The red Ram belonged to Elric Fleece, expired license, expired plates, an address somewhere off Barthollow Fork Branch, near Dents Run and Mannington. Local cops seemed to know him, a belligerent drunk they’ve had to chase away from bars, but no arrests—a Vietnam veteran, an unlicensed electrician who worked odd jobs for cash. Nestor drove Moss in an FBI Suburban, skimming past slower traffic on the interstate as shallow Pennsylvania hills gave way to the greater swells of West Virginia. Over an hour’s drive, discussion of Patrick Mursult shifted to personal chatter. Nestor was from southern West Virginia, grew up poor. A freelance photographer a few years before he fell into steadier fingerprint and crime-scene work with the Phoenix, Arizona, police department. Back home to West Virginia when his father was dying.

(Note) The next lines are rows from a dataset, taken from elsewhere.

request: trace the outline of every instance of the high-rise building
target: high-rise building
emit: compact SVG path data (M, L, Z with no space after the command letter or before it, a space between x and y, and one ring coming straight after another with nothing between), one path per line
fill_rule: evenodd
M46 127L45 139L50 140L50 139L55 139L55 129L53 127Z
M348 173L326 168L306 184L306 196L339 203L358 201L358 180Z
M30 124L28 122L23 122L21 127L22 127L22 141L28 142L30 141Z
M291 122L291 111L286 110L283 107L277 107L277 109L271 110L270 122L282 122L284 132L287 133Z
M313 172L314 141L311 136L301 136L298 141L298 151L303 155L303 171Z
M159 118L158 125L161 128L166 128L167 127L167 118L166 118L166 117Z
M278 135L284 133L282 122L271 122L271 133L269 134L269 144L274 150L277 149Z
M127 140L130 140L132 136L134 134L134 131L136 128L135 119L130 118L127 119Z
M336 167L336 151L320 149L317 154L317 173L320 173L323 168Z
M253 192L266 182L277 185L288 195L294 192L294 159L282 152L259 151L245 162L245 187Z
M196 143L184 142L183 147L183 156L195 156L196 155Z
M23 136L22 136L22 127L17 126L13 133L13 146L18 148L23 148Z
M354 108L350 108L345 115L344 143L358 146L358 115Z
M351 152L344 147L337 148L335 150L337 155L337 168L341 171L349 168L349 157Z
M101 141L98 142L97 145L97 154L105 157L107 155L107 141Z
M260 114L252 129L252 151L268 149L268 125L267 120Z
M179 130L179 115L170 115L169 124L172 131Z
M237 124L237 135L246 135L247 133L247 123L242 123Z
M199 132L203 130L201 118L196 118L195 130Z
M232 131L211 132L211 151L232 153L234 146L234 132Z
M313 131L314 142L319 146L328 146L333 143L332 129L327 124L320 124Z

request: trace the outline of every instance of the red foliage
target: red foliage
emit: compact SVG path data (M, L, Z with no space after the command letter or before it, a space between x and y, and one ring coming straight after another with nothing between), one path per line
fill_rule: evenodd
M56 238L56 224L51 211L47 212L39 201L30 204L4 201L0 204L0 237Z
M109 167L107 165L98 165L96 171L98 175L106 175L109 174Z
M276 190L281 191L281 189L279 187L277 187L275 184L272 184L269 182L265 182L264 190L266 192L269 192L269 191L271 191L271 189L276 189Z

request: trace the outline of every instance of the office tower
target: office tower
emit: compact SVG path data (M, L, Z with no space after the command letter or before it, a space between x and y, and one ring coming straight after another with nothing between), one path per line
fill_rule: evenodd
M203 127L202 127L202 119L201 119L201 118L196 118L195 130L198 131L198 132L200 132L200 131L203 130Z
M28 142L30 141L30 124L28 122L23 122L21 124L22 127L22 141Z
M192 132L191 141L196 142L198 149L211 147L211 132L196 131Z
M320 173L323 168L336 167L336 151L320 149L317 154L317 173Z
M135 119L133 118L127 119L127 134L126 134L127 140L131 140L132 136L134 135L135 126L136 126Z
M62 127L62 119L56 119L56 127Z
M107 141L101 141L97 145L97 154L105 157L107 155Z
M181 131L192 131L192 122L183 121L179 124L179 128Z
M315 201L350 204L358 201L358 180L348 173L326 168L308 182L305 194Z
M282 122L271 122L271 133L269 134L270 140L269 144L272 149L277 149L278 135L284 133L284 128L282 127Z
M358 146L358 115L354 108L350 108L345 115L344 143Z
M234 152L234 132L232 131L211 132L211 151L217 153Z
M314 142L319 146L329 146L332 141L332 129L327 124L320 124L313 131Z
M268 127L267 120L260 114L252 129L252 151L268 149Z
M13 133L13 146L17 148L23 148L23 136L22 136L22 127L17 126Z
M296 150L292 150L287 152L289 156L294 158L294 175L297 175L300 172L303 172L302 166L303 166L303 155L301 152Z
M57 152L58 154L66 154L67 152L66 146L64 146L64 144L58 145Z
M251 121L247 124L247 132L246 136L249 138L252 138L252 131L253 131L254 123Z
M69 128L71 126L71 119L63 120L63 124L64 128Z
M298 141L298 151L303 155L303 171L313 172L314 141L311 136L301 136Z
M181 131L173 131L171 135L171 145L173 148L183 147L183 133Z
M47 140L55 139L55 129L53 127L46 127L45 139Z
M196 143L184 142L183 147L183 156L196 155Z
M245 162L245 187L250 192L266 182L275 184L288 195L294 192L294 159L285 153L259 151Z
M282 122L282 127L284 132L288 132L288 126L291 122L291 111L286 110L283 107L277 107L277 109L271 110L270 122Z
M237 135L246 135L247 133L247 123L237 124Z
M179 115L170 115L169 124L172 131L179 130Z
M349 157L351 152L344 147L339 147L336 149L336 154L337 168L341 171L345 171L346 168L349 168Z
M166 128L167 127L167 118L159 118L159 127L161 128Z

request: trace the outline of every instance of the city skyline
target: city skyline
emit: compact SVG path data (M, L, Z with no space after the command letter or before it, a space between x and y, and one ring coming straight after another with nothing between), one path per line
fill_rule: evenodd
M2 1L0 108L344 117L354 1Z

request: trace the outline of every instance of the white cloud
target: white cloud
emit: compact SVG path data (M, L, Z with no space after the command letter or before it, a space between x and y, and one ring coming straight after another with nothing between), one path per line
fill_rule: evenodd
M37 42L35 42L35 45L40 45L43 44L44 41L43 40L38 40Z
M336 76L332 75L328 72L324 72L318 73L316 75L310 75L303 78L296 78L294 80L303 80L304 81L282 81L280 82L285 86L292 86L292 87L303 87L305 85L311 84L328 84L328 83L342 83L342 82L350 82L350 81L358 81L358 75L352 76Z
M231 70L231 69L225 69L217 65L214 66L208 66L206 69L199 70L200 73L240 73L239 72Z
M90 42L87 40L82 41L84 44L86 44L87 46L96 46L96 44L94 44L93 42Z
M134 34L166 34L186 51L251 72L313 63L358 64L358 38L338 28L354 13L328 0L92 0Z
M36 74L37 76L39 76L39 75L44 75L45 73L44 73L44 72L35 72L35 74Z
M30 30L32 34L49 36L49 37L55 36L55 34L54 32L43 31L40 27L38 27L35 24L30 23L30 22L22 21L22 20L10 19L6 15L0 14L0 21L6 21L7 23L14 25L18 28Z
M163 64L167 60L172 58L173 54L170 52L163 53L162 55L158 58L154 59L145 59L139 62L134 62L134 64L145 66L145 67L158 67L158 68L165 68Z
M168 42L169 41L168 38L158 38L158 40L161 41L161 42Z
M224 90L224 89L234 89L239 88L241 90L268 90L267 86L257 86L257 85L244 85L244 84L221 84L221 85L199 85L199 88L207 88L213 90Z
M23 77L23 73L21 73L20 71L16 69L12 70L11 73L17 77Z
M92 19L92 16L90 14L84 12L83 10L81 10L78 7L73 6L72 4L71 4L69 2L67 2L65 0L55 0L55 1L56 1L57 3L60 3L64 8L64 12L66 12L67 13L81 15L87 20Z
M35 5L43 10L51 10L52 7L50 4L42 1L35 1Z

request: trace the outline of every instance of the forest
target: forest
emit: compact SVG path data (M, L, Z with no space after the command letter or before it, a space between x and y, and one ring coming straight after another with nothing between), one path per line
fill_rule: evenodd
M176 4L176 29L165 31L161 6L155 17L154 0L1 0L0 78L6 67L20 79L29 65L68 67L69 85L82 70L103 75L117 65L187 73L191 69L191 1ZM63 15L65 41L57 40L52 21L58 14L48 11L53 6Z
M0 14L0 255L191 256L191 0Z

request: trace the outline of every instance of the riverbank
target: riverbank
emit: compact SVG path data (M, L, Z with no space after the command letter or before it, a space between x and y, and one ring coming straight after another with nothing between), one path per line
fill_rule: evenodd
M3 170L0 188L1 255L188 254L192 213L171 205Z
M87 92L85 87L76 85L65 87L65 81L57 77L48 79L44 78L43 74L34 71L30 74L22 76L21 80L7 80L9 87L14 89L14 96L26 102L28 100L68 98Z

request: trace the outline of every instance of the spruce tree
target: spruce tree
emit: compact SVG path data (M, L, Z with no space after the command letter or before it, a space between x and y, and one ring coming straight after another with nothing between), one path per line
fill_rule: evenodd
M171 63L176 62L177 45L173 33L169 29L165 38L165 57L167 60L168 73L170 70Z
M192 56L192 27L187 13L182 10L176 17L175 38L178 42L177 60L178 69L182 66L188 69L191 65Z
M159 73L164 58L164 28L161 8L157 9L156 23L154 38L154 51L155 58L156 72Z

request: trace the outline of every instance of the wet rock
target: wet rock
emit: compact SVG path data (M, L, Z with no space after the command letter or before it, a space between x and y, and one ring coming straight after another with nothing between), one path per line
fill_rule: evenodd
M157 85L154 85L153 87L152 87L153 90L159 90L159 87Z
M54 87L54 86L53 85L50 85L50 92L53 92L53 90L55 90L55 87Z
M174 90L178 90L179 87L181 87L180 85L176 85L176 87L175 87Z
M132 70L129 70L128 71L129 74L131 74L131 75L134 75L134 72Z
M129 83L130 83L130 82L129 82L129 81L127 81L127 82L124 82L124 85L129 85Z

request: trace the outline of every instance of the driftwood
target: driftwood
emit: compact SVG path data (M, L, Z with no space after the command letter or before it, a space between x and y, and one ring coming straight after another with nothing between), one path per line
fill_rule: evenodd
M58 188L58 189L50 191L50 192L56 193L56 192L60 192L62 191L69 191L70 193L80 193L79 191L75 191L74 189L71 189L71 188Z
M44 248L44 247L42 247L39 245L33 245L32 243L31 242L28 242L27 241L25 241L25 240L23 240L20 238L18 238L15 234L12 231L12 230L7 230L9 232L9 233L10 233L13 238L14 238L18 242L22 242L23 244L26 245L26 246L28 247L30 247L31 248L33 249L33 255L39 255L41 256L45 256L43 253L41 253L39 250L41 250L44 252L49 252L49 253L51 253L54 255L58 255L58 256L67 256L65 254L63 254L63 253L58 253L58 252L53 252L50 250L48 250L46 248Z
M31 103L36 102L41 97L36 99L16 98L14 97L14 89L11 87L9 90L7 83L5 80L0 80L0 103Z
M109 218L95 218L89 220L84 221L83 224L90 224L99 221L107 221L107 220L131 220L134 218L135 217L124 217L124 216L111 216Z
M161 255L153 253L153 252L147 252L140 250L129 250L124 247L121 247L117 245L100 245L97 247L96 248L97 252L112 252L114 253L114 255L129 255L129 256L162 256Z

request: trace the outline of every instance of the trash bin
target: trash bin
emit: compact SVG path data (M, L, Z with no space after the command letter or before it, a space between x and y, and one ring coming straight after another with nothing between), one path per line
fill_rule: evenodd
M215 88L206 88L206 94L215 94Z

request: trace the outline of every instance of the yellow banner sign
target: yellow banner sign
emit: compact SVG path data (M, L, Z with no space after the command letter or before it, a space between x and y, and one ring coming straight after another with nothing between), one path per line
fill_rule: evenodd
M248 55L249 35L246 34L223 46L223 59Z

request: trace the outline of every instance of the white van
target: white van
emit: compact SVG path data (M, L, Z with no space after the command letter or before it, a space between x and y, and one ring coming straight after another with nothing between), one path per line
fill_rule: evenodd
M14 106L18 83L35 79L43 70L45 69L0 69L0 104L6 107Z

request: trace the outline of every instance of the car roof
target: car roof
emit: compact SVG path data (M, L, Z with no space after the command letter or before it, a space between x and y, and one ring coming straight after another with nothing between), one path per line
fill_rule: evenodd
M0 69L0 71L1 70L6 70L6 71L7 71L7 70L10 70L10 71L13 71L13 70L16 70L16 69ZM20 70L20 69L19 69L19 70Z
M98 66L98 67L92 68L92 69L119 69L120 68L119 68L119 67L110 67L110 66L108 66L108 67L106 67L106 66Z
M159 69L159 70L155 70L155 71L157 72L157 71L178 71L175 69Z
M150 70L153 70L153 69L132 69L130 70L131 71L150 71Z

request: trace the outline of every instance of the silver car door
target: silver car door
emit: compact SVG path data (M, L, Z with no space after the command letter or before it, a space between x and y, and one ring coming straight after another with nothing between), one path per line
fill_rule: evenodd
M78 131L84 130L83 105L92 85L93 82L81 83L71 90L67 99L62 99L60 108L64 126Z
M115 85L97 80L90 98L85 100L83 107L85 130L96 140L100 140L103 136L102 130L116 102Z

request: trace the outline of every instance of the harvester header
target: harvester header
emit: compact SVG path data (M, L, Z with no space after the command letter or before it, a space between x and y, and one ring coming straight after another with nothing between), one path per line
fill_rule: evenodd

Moss was circumspect in everything she offered of herself—she was drawn to share with Nestor, an attentive listener, but she knew how easily the covers for her life and career could fray.
“I guess I’m not much of a talker,” she had said.
“You’re guarded,” said Nestor. “I respect that.”
They came up on the junction with Barthollow Fork Branch and seemed to leave the world behind, swallowed by woodland. Barthollow Fork Branch tapered as they drove, the tree line butting against the road, reedy trunks, a canopy of branches that choked out light. Moss peered through the veil of woods to houses built far from the road, isolated places. They passed a series of houses propped up on cinder blocks—pastel siding faded and streaked with water damage from rusted gutters. Yards that looked like junk sales. Moss wondered what all these trees sounded like when they swayed. The road was little more than a mud path by the time they crossed a wood-plank bridge that bounded a dry creek bed. Nestor turned down a track that split away from Barthollow Fork, just two strips of dirt through the undergrowth.